Unable to connect to www.googleapis.com from GKE - kubernetes

I have an application running in my GKE cluster that needs access to www.googleapis.com. I also make use of Network Policy to enhance security.
With a default deny all egress traffic in place, I cannot connect to www.googleapis.com naturally. I get the error
INFO 0827 14:33:53.313241 retry_util.py] Retrying request, attempt #3...

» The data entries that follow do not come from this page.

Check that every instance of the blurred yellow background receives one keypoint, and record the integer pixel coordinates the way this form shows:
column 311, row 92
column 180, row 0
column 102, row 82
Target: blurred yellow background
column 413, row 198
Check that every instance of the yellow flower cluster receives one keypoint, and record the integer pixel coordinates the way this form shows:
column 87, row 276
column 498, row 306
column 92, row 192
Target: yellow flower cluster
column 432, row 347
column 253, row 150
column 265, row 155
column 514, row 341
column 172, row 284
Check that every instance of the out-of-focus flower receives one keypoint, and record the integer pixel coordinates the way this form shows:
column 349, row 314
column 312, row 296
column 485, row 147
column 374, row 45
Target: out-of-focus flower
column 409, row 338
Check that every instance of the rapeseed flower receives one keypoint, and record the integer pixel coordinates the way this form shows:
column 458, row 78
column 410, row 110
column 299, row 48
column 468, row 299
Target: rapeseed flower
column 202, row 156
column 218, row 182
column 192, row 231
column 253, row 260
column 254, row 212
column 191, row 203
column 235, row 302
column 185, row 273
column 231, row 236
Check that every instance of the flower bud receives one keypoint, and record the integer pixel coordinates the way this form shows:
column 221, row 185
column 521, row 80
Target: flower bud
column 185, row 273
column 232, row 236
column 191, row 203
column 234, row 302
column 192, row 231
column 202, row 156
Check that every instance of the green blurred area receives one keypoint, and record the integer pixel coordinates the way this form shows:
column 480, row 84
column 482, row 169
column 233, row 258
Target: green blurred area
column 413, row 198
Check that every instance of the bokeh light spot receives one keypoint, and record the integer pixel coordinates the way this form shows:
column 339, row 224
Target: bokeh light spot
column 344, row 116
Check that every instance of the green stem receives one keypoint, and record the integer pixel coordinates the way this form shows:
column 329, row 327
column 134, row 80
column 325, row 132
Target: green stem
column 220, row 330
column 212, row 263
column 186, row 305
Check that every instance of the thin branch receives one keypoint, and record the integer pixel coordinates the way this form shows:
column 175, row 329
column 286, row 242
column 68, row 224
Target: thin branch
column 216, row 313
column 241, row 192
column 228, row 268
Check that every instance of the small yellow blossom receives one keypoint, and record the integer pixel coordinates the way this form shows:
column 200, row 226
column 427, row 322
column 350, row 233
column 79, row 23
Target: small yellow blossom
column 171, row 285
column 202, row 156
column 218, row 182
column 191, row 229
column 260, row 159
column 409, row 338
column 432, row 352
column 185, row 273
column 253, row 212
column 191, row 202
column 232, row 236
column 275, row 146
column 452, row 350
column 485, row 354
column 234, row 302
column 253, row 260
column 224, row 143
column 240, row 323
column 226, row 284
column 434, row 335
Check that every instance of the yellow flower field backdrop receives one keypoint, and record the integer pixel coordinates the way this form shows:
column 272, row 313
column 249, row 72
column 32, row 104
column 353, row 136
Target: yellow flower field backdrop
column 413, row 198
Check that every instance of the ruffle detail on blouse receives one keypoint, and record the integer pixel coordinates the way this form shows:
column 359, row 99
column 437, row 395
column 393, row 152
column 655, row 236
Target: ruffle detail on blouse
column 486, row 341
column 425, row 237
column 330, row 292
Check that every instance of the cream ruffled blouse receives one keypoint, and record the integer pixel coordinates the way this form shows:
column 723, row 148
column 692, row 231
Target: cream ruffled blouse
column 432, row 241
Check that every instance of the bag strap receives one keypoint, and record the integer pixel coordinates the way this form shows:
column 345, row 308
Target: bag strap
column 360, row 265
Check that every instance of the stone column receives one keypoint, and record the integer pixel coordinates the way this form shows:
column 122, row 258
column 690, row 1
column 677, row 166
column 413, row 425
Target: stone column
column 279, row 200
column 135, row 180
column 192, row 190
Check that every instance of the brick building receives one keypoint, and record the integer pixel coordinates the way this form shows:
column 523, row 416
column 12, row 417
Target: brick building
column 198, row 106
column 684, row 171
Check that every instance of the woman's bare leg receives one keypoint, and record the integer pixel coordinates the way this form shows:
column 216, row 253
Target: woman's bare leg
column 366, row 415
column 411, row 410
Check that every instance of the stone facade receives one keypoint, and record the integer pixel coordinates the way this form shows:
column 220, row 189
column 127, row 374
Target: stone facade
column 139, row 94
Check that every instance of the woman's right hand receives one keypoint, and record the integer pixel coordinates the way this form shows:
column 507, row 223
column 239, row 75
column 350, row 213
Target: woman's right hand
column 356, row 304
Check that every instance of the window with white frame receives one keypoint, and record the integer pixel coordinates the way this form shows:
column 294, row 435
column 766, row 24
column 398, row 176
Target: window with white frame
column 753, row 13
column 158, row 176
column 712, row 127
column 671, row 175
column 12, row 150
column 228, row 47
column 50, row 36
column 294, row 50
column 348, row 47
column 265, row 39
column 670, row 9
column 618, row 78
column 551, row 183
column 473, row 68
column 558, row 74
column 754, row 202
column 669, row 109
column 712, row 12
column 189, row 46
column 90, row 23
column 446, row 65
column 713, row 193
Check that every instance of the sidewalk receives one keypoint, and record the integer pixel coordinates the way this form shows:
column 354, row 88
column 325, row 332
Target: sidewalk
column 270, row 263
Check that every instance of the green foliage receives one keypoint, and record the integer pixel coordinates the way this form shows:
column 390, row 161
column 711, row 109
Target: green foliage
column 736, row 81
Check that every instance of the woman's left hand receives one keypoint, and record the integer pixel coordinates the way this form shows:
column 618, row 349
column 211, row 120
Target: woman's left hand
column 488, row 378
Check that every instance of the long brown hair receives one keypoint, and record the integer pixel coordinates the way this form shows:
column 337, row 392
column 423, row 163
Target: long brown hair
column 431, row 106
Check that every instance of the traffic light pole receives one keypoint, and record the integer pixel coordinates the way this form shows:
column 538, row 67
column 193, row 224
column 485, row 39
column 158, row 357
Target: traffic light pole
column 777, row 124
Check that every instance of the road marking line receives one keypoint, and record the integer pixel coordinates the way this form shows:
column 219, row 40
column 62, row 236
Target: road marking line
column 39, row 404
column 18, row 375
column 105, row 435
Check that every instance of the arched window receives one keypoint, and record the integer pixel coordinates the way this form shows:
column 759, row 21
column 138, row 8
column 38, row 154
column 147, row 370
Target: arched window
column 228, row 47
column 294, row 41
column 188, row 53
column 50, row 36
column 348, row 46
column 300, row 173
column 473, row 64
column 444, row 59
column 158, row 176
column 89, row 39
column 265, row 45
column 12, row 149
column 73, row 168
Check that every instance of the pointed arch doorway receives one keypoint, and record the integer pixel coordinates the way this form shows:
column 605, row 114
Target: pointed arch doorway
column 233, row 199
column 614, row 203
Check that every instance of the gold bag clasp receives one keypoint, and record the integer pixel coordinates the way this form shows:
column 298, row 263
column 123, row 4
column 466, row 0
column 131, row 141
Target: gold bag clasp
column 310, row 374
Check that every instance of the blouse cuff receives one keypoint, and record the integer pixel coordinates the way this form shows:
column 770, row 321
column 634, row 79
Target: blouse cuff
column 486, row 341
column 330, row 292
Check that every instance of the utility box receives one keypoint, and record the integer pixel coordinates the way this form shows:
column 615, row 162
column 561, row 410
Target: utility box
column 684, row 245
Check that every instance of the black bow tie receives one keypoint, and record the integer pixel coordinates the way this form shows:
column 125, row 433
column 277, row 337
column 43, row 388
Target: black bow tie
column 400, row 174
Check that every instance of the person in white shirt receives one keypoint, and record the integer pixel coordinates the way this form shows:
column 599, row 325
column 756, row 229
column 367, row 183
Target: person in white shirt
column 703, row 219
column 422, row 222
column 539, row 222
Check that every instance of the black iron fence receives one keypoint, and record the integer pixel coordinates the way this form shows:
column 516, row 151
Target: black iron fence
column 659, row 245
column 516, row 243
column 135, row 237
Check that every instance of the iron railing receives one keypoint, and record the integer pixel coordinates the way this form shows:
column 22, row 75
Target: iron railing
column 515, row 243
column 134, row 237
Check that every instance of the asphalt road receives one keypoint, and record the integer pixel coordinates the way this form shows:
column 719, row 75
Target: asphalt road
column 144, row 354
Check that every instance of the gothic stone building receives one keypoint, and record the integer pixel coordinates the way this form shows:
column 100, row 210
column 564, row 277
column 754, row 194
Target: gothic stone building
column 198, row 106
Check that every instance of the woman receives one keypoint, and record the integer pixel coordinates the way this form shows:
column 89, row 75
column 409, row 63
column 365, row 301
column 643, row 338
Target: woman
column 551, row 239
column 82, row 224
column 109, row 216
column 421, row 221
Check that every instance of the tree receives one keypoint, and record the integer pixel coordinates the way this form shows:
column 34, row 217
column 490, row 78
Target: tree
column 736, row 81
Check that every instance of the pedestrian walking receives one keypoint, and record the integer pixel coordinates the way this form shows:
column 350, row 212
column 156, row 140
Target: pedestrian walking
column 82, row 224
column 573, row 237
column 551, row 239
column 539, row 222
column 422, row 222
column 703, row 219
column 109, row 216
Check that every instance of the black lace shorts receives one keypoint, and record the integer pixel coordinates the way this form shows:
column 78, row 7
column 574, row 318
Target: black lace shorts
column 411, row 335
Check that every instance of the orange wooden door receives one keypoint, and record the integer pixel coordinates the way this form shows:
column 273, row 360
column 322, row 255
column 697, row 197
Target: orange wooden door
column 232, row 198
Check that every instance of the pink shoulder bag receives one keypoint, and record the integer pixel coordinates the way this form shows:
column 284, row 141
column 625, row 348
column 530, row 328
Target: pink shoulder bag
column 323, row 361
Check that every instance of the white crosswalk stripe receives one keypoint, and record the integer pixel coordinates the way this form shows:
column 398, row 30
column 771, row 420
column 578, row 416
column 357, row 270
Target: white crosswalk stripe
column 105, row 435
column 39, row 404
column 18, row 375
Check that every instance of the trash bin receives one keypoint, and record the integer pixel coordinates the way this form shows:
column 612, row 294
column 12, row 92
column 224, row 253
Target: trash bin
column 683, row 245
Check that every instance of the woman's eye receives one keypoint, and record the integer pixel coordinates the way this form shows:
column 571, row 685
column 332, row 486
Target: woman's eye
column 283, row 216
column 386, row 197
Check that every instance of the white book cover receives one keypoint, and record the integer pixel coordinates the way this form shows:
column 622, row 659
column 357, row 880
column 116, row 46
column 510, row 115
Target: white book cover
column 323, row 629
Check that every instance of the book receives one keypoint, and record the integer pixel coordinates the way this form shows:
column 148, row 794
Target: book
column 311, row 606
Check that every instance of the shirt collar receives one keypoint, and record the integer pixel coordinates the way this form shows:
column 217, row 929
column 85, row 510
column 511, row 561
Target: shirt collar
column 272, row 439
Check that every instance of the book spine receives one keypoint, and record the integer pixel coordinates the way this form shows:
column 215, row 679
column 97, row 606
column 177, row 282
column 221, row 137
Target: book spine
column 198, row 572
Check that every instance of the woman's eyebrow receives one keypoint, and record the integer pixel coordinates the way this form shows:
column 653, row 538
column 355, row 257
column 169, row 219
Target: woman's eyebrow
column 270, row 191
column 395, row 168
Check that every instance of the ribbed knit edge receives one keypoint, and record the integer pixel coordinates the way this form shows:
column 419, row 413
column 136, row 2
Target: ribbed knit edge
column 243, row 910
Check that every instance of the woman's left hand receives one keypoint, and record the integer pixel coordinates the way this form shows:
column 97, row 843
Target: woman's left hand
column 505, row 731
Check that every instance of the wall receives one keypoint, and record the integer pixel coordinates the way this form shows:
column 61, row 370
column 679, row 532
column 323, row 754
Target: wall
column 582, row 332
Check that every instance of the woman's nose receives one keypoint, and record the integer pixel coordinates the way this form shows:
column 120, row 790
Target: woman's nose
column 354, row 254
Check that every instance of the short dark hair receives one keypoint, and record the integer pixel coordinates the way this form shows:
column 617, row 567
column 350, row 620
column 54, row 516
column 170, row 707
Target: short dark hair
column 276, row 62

DEBUG 0827 14:33:53.313862 http_wrapper.py] Caught socket error, retrying: timed out
DEBUG 0827 14:33:53.314035 http_wrapper.py] Retrying request to url https://www.googleapis.com/storage/v1/b?project=development&projection=noAcl&key=AIzaSyDnac<key>bmJM&fields=nextPageToken%2Citems%2Fid&alt=json&maxResults=1000 after exception timed out
I found out that the hostname www.googleapis.com corresponds to the IP 216.58.207.36
So I went ahead an created an egress entry in my Network Policy
spec:
egress:
- ports:
- port: 443
protocol: TCP
to:
- ipBlock:
cidr: 216.58.207.36/32
And now from within the Pod, I can telnet this endpoint
$ telnet googleapis.com 443
Trying 216.58.207.36...
Connected to googleapis.com.
Escape character is '^]'.
But for some reason Im still encountering the same error
INFO 0827 14:36:15.767508 retry_util.py] Retrying request, attempt #5...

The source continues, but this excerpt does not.